The issue isn't one of testing vaccines, but of getting them into arms. The first guy to die of omicron was "an intelligent man" who "believed the conspiracies" and so didn't get jabbed, died within 2 weeks of getting ill :

My mistake I was led to believe that the results of the vaccines should % of immunity which should stop people getting it. They should have sold it that you will still get covid but potentially not so bad.

Don't worry I am no anti-vaxer. Just asking some questions so you can put your wig back on.

Just a shame there wasn't a mad rush to get people the booster months ago than a big panic now that the NHS is under the cosh yet again.
 
My mistake I was led to believe that the results of the vaccines should % of immunity which should stop people getting it.
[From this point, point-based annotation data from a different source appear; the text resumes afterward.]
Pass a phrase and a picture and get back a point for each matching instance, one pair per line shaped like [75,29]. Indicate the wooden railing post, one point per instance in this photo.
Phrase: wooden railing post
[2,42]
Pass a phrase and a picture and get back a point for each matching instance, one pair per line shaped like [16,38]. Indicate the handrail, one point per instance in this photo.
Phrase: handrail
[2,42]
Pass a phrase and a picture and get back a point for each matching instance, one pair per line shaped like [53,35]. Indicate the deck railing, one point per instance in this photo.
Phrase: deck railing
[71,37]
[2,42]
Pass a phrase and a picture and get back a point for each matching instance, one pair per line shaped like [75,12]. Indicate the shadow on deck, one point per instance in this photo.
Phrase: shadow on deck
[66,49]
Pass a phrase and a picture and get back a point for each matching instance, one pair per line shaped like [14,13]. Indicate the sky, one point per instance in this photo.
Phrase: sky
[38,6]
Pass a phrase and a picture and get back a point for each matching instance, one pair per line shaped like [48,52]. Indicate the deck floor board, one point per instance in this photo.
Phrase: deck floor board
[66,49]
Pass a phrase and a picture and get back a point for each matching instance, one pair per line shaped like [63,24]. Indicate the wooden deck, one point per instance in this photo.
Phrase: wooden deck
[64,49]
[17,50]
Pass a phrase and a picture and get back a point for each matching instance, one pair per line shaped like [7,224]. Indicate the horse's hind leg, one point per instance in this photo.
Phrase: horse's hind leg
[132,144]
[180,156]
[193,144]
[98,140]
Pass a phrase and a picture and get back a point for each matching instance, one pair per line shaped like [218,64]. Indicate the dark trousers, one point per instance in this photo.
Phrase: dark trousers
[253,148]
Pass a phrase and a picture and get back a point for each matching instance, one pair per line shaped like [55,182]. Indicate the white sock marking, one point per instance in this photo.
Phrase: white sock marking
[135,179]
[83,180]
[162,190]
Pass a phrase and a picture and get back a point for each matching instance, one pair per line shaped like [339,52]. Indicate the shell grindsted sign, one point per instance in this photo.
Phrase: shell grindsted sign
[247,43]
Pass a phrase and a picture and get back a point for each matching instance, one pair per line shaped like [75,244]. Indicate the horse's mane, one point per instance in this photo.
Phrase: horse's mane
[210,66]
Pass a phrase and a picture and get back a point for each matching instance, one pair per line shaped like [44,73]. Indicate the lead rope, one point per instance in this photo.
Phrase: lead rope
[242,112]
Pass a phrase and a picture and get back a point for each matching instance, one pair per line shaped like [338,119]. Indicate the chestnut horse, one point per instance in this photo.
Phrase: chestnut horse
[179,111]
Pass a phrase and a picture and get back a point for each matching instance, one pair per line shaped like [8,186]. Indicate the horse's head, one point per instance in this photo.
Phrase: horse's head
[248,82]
They did say once you had both jabs it reduced your risk of catching it to 25%
 
Mother and father in law both went into hospital around 8 weeks ago. They both had covid and had 2 jabs as did mrs DOJ. MIL died in hospital OF Parkinsons. Both her and FIL recovering from covid whilst in hospital. It seems to me in our experience that adding covid to their existing conditions sped up the inevitable. I'm triple jabbed and not knowingly had covid.

We went to Swansea on Tuesday (specifically because it was quietest day of week) and the reduced size and better spaced out than usual xmas market seemed safe enough, but no hanging around or browsing. Straight to the marshmallows which were behind a screen unlike food on other stalls!!! - girl serving was wearing a mask.

Then into sports direct (don't ask you'd never believe me) quietest i've seen it.

Finally to brewdog for lunch.

we were the only customers there until we were about to leave when another couple came in. Looked at spoons opposite which was half full.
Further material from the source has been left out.